The Patchwork\Utf8
class implements the quasi complete set of string functions
that need UTF-8 grapheme clusters awareness:
strlen, substr, strpos, stripos, strrpos, strripos, strstr, stristr, strrchr, strrichr, strtolower, strtoupper, htmlentities, htmlspecialchars, wordwrap, chr, count_chars, ltrim, ord, rtrim, trim, html_entity_decode, get_html_translation_table, str_ireplace, str_pad, str_shuffle, str_split, str_word_count, strcmp, strnatcmp, strcasecmp, strnatcasecmp, strncasecmp, strncmp, strcspn, strpbrk, strrev, strspn, strtr, substr_compare, substr_count, substr_replace, ucfirst, lcfirst, ucwords. Missing are printf-family functions and number_format.
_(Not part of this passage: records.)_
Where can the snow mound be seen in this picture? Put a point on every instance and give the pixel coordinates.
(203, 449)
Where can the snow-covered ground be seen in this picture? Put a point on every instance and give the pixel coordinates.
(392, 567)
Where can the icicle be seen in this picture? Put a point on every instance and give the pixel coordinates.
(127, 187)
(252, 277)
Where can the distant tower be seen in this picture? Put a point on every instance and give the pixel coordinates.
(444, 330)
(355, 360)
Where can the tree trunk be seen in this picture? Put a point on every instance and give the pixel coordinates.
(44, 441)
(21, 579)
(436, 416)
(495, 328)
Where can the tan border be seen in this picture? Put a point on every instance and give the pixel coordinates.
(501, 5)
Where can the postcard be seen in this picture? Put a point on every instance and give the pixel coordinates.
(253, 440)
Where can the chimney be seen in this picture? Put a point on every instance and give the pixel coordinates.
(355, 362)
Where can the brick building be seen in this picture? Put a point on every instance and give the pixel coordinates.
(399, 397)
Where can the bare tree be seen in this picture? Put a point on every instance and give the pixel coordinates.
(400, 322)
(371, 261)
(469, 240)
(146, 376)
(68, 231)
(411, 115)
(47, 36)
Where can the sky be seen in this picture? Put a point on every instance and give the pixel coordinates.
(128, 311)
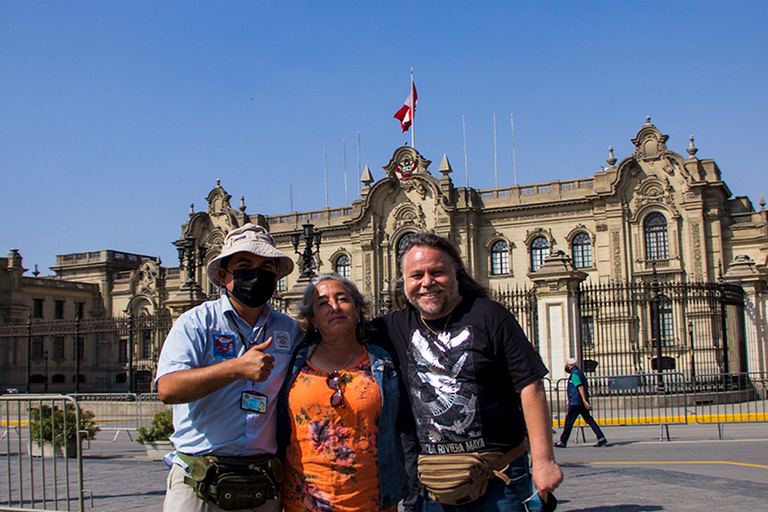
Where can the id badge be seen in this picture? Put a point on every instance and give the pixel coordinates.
(253, 402)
Some more functions are also provided to help handling UTF-8 strings:
- isUtf8(): checks if a string contains well formed UTF-8
- toASCII(): generic UTF-8 to ASCII transliteration
- bestFit(): UTF-8 to Code Page conversion using best fit mappings
- strtocasefold(): unicode transformation for caseless matching
- strtonatfold(): generic case sensitive transformation for collation matching
- getGraphemeClusters(): splits a string to an array of grapheme clusters
These functions are all static methods of the Patchwork\Utf8
class. The best
way to use them is to add a use Patchwork\Utf8 as u;
at the beginning of your
files, then when UTF-8 awareness is required, prefix by u::
when calling them:
echo strlen("déjà");
may become echo u::strlen("déjà");
eg.
Patchwork\Utf8
relies on the mbstring
, iconv
and intl
PHP extensions.
When one or all of these extensions are missing, partial PHP fallback implementations are provided:
mbstring
: mb_convert_encoding, mb_decode_mimeheader, mb_encode_mimeheader, mb_convert_case, mb_internal_encoding, mb_list_encodings, mb_strlen, mb_strpos, mb_strrpos, mb_strtolower, mb_strtoupper, mb_substitute_character, mb_substr, mb_stripos, mb_stristr, mb_strrchr, mb_strrichr, mb_strripos, mb_strstr.iconv
: iconv, iconv_mime_decode, iconv_mime_decode_headers, iconv_get_encoding, iconv_set_encoding, iconv_mime_encode, ob_iconv_handler, iconv_strlen, iconv_strpos, iconv_strrpos, iconv_substr.intl
: Normalizer, grapheme_extract, grapheme_stripos, grapheme_stristr, grapheme_strlen, grapheme_strpos, grapheme_strripos, grapheme_strrpos, grapheme_strstr, grapheme_substr.
Fallback implementations for utf8_encode
and utf8_decode
are also provided,
enhanced to Windows-1252 instead of ISO-8859-1.
Including the bootup.utf8.php
file is the easiest way to enable these features
and configure PHP for a UTF-8 aware application.
This code is extracted from the Patchwork framework. It is released here standalone in the hope that it can be used in a different context successfully!